Usually, people only hate running because they are out of shape. Only a few minutes after they start, they have already gotten a stomach cramp, are having trouble breathing, or have sore legs. Some classmates tell me they dislike the sport because it’s “boring.” I have even had multiple people tell me, “Cross country isn’t even a sport!”
You can’t hate something because you haven’t practiced it or are not good at it. For example, when I tried basketball for the first time, I went home saying I did not like it at all. But as time went on, I realized that I simply was not good at it. Now, I have great respect basketball even if I still occasionally complain about it.
People are entitled to their own opinions about which sports are boring. It could be argued that running is boring because all you are doing is, well, running. If you want to take this approach, then I would respond by saying that running is actually a great way to get your mind off things, and is therefore quite engaging. I have found that there are two different types of running – thinking about everything, and thinking about nothing. On some runs, I focus on my form, on the surface beneath my feet, and my breathing patterns. On other runs, I forget everything around me, let my feet fall into a good rhythm, and think about things that are going on in my life. Either of these two types is a great way to de-stress if you have a busy life outside of cross country.
Another thing I often hear is that there is no strategy involved in the sport. But really, strategy in cross country is just not the kind you see in team sports like volleyball, basketball, or soccer. To get ready for meets in cross country, we look at maps of the course, a topographic run-through of the course, and a fly-over following the course’s trails. We also always walk the course before running it. This pre-meet run-through of the course means we can talk about places where we can pass people, where we should speed up a bit, where there is mud and we need to be careful, and how to make the shortest path between two turns, and more. Though perhaps a more subtle kind of strategy, planning is still integral to success in cross country as starting too quickly or having a poorly timed kick can doom your race.
The phrase, “cross country isn’t a team sport” isn’t true either. If you ran on a team consisting of just yourself, you probably wouldn’t do very well in races. It is important to connect with other people on your team during a race. There is usually someone else on the team either around your pace or a little faster, so if you stick with them throughout the race, it pushes both of you to keep up your pace and not fall back.

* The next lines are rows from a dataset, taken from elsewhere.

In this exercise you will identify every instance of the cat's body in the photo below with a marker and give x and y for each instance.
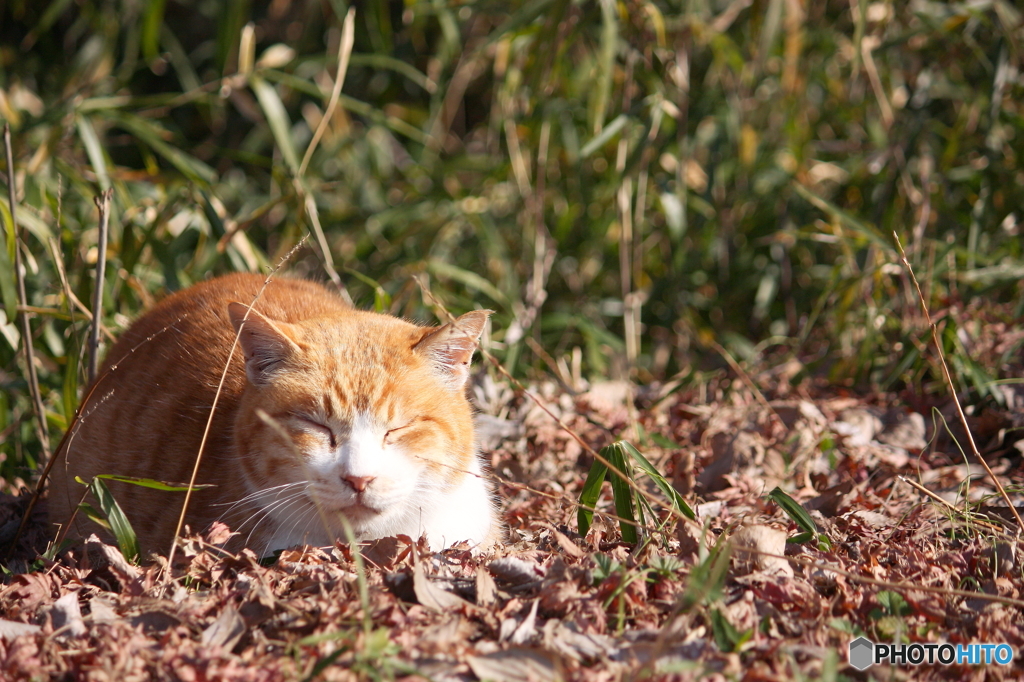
(325, 412)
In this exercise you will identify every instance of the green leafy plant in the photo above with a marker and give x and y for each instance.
(632, 508)
(803, 519)
(110, 516)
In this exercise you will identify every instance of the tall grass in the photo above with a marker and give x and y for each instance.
(633, 179)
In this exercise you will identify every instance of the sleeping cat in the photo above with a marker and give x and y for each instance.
(327, 412)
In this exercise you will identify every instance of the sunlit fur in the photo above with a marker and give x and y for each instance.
(343, 415)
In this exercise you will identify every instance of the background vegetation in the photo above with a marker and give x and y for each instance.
(627, 183)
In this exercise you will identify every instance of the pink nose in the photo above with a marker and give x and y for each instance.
(358, 483)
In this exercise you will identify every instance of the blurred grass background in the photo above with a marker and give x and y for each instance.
(626, 182)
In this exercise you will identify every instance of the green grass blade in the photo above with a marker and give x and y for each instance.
(794, 510)
(382, 300)
(155, 484)
(152, 135)
(622, 493)
(94, 151)
(117, 521)
(8, 285)
(659, 480)
(276, 116)
(590, 494)
(70, 390)
(471, 280)
(153, 18)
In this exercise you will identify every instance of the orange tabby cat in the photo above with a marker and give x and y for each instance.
(378, 427)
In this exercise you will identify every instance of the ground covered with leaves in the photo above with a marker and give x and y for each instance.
(725, 597)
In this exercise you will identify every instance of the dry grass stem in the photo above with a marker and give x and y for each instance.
(213, 408)
(103, 204)
(23, 300)
(952, 390)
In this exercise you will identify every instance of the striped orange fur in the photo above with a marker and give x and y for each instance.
(327, 413)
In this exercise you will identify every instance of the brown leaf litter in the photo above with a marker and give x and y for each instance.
(892, 564)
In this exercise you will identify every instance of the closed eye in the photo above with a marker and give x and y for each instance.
(393, 434)
(323, 429)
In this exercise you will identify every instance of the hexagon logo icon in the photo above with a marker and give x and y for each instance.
(861, 653)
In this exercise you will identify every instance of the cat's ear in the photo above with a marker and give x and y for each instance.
(451, 347)
(263, 343)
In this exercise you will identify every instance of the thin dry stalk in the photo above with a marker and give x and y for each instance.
(23, 300)
(103, 204)
(309, 204)
(952, 389)
(213, 408)
(948, 506)
(745, 378)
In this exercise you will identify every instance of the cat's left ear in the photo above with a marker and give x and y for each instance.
(451, 347)
(264, 344)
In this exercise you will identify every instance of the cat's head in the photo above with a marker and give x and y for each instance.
(359, 415)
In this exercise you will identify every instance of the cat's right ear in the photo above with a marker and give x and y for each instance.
(263, 343)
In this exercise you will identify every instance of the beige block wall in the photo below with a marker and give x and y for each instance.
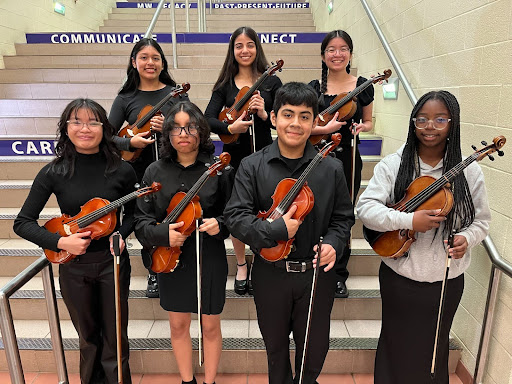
(463, 46)
(18, 17)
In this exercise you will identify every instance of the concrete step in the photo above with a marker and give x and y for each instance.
(352, 347)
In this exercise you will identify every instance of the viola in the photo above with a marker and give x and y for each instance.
(143, 123)
(184, 207)
(290, 191)
(425, 192)
(241, 104)
(97, 215)
(345, 104)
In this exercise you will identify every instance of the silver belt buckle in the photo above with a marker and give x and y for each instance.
(302, 266)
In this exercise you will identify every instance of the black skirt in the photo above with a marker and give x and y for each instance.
(409, 320)
(178, 289)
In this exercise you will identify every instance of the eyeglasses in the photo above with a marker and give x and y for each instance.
(332, 51)
(438, 123)
(189, 130)
(77, 125)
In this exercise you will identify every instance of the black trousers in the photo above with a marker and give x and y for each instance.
(409, 320)
(282, 303)
(87, 287)
(346, 157)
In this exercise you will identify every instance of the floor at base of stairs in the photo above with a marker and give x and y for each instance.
(257, 378)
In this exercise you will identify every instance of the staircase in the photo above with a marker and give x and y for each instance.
(34, 89)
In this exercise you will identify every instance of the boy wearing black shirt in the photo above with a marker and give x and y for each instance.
(282, 296)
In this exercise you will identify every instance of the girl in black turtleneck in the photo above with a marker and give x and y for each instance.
(87, 165)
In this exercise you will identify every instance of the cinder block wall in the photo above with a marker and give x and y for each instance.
(464, 47)
(30, 16)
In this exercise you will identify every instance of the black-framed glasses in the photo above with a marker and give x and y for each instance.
(76, 125)
(438, 123)
(189, 130)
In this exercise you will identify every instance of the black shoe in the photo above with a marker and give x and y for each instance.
(341, 290)
(152, 288)
(241, 286)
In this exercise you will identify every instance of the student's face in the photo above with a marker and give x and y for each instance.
(293, 125)
(340, 56)
(181, 140)
(244, 50)
(148, 63)
(85, 138)
(430, 137)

When I started cross country, everyone was super nice to me from the moment I joined the team. After a little bit, I began to feel like cross country was a whole new family. I’ve made friends in other grades that I may have never met if it weren’t for the sport. We all have a plethora of inside jokes with each other, and practices are always fun because everyone on the team is your friend. There is no drama among any of us, most likely because there’s nothing to blame on people. In cross country, you can’t really mess someone else up, you can only help your teammates. Even outside of practices, the XC team is still close; we hang out with each other outside of practice and we plan things such as wearing a certain hairstyle for a meet. I think some people on the team right now are even thinking about dyeing their hair blue. This camaraderie suggests that cross country is more of a team sport than some people might initially think.

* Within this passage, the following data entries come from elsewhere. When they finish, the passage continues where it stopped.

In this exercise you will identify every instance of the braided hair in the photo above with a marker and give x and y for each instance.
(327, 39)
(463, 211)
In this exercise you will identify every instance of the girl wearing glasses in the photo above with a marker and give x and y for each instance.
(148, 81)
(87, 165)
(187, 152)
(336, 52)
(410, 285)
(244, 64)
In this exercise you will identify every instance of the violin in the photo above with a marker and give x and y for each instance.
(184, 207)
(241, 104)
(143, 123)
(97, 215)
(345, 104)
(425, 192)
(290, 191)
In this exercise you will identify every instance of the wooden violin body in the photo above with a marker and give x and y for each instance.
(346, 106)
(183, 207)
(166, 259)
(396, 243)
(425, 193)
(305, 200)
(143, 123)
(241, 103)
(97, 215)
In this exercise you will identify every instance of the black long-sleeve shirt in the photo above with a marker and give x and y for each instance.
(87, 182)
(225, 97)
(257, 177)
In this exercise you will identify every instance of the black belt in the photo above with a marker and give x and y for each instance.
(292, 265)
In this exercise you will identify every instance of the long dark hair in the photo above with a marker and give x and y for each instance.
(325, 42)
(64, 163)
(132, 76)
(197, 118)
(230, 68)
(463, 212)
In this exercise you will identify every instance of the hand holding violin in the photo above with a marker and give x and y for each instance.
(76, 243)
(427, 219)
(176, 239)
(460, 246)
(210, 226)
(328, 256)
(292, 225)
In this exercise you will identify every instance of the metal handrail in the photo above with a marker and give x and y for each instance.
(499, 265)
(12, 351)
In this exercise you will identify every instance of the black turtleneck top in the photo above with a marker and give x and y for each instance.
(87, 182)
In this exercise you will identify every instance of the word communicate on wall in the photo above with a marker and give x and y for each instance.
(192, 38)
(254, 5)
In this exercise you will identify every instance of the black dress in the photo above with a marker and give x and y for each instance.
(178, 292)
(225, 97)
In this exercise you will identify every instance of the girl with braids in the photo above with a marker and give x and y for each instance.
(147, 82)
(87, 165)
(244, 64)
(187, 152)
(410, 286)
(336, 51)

Even if you don’t really want to run for the sake of running, it can help with pretty much every other sport that exists. If you don’t play a fall sport and want to get in shape, cross country is a great way to get you conditioned. Running cross country gets you a strong core, strong legs, and strong arms. You will also have a much easier time when you get punished in another sport, and the command, “everybody run four laps!” will be easier for you than everyone else. It will also be a relief, because only four laps around the field will seem like nothing after you’ve run a season of cross country.
People can have their opinions about cross country. Some people will love it and some people will look at it with pure distaste. But if you’ve never tried it, maybe give it a chance. You could find that it’s a lot of fun!